Pick 6 Results
On Thursday, December 22, 2022, the Pick 6 draw in New Jersey marked a notable return: 01 04 09 31 37 44 reappeared in the draw after a -day drought. In a system where combinations should surface roughly once every 1 in 9,366,819 draws, an absence of this length stands out for anyone tracking long-horizon frequency trends.

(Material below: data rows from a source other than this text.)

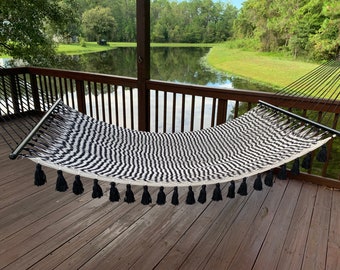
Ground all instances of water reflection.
[57,47,273,91]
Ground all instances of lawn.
[207,44,318,88]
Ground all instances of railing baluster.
[210,98,216,127]
[155,90,159,132]
[200,97,205,129]
[190,96,195,131]
[163,92,168,133]
[181,94,186,132]
[115,85,119,126]
[122,86,126,128]
[172,93,177,133]
[106,83,112,124]
[129,87,134,129]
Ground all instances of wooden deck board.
[0,121,340,270]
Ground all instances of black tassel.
[141,186,152,205]
[316,145,327,162]
[254,174,262,190]
[55,170,68,192]
[72,175,84,195]
[211,183,222,201]
[92,179,103,199]
[185,186,196,204]
[290,158,300,175]
[197,185,207,203]
[34,164,47,186]
[109,182,120,202]
[156,187,166,205]
[227,180,235,199]
[277,164,287,180]
[171,187,179,205]
[237,177,248,196]
[301,153,312,170]
[124,184,135,203]
[264,170,274,187]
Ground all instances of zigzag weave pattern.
[26,102,329,186]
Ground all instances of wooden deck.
[0,128,340,270]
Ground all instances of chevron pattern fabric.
[26,102,330,186]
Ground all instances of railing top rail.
[147,80,340,114]
[0,67,340,114]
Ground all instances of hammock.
[0,61,340,196]
[6,100,331,186]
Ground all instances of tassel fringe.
[55,170,68,192]
[72,175,84,195]
[254,174,263,190]
[237,178,248,196]
[92,179,103,199]
[264,170,274,187]
[185,186,196,204]
[211,183,223,201]
[156,187,166,205]
[124,184,135,203]
[197,185,207,204]
[34,164,47,186]
[109,182,120,202]
[141,186,152,205]
[227,180,235,199]
[171,187,179,205]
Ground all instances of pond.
[57,47,273,91]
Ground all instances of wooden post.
[216,99,228,125]
[136,0,150,131]
[10,74,20,114]
[76,80,86,114]
[30,72,42,112]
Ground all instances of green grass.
[57,42,214,55]
[207,44,319,88]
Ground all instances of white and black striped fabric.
[26,103,330,186]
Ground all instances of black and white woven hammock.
[13,101,331,186]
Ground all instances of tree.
[82,6,116,41]
[0,0,75,66]
[311,0,340,59]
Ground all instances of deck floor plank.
[229,180,288,269]
[302,186,332,269]
[277,183,317,270]
[199,178,270,269]
[321,188,340,270]
[253,181,302,270]
[138,185,230,269]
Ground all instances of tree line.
[0,0,340,65]
[233,0,340,60]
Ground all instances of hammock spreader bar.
[258,100,340,136]
[9,99,61,159]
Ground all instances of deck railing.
[0,67,340,186]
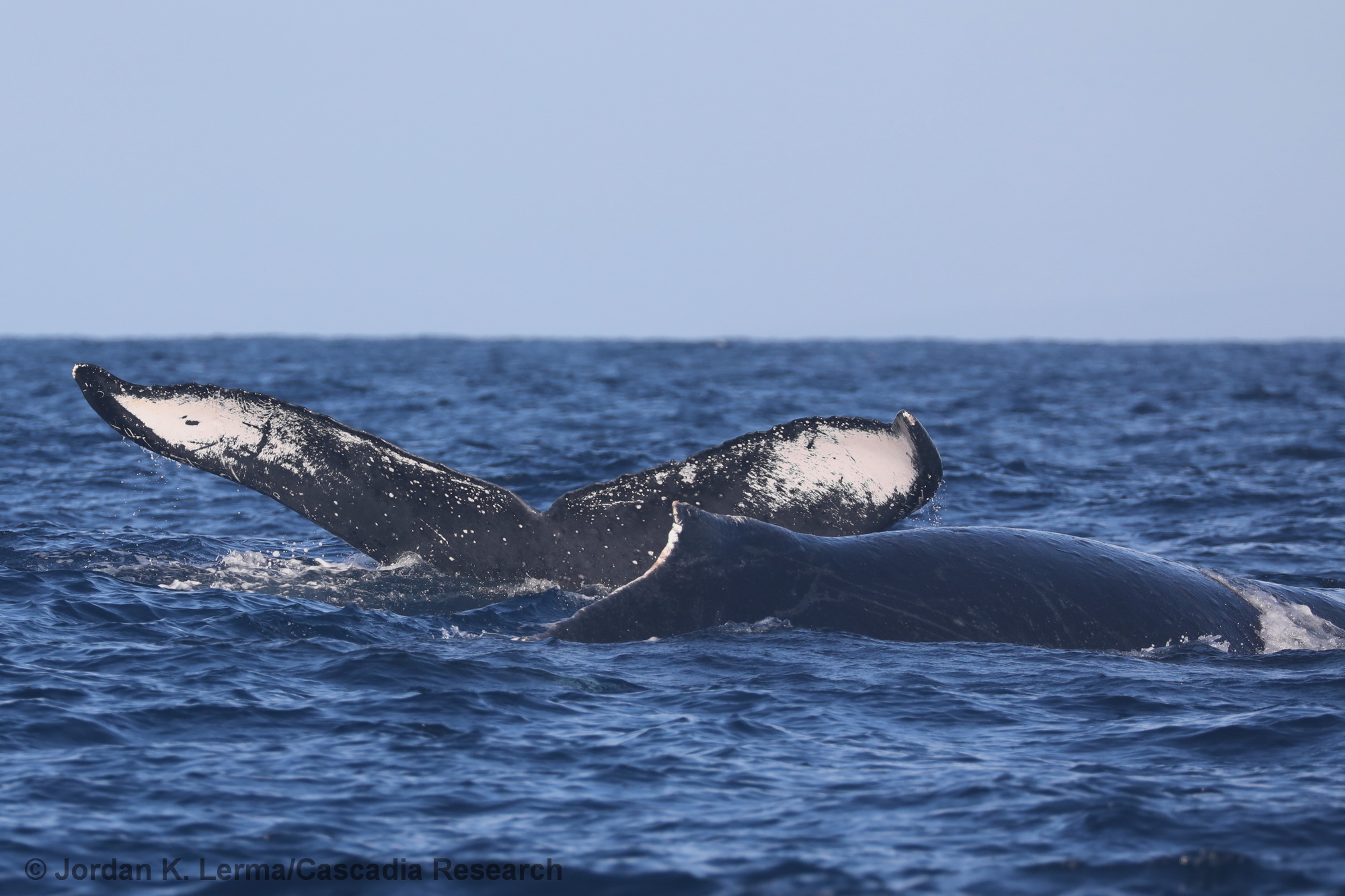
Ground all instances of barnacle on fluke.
[74,364,943,588]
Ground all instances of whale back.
[547,505,1263,653]
[73,364,943,588]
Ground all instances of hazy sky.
[0,0,1345,339]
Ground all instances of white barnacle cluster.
[113,393,270,460]
[745,425,919,512]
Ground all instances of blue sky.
[0,0,1345,339]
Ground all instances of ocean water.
[0,339,1345,895]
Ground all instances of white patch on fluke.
[113,395,268,459]
[746,426,919,510]
[1201,569,1345,654]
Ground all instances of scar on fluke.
[73,364,943,588]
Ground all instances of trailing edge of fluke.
[73,364,943,588]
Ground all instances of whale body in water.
[541,503,1345,653]
[74,364,943,588]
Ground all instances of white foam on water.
[720,616,794,635]
[1201,569,1345,654]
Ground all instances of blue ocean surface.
[0,339,1345,895]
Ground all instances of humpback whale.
[539,503,1345,653]
[73,364,943,589]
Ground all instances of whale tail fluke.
[73,364,943,588]
[73,364,541,579]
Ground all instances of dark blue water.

Winning numbers for 1 draw on December 22, 2022 in New Jersey.
Draw times: Evening.
Our take on the Pick 6 results
December 22, 2022Pick 6 report — Thursday, December 22, 2022: 01 04 09 31 37 44 shows a notable pattern
On Thursday, December 22, 2022, the Pick 6 draw in New Jersey marked a notable return: 01 04 09 31 37 44 reappeared in the draw after a -day drought. In a system where combinations should surface roughly once every 1 in 9,366,819 draws, an absence of this length stands out for anyone tracking long-horizon frequency trends.
Overview
On Thursday, December 22, 2022, the Pick 6 draw in New Jersey marked a notable return: 01 04 09 31 37 44 reappeared in the draw after a -day drought. In a system where combinations should surface roughly once every 1 in 9,366,819 draws, an absence of this length stands out for anyone tracking long-horizon frequency trends.
Combo Profile
Beyond the drought, the numbers show a clean structure: 6 distinct numbers with no repeats, spanning 1 to 44 (wide spread).
Why Droughts Matter
A long drought is descriptive rather than predictive. It records variance across time and helps analysts evaluate whether outcomes are tracking within expected frequency bands or drifting into the tails of the distribution.
Data Notes
This analysis uses the draw results recorded for Thursday, December 22, 2022 and compares them against the observed historical cadence for the game. This is descriptive, based on frequency tracking - not predictive modeling.
From Stepzero
Importantly: these reports are intended to maintain continuity across the record as a calm, evidence-first reference. The priority is accuracy and continuity.
Additional Context
Long-horizon tracking is the only reliable way to separate short-term noise from persistent drift. By logging each outcome against its expected cadence, the system builds a distribution profile that becomes more stable as the sample grows.
Adding to the Long-Term Record
From a long-horizon view, this appearance contributes one more record entry to the record. It is the cumulative record that makes analysis stable.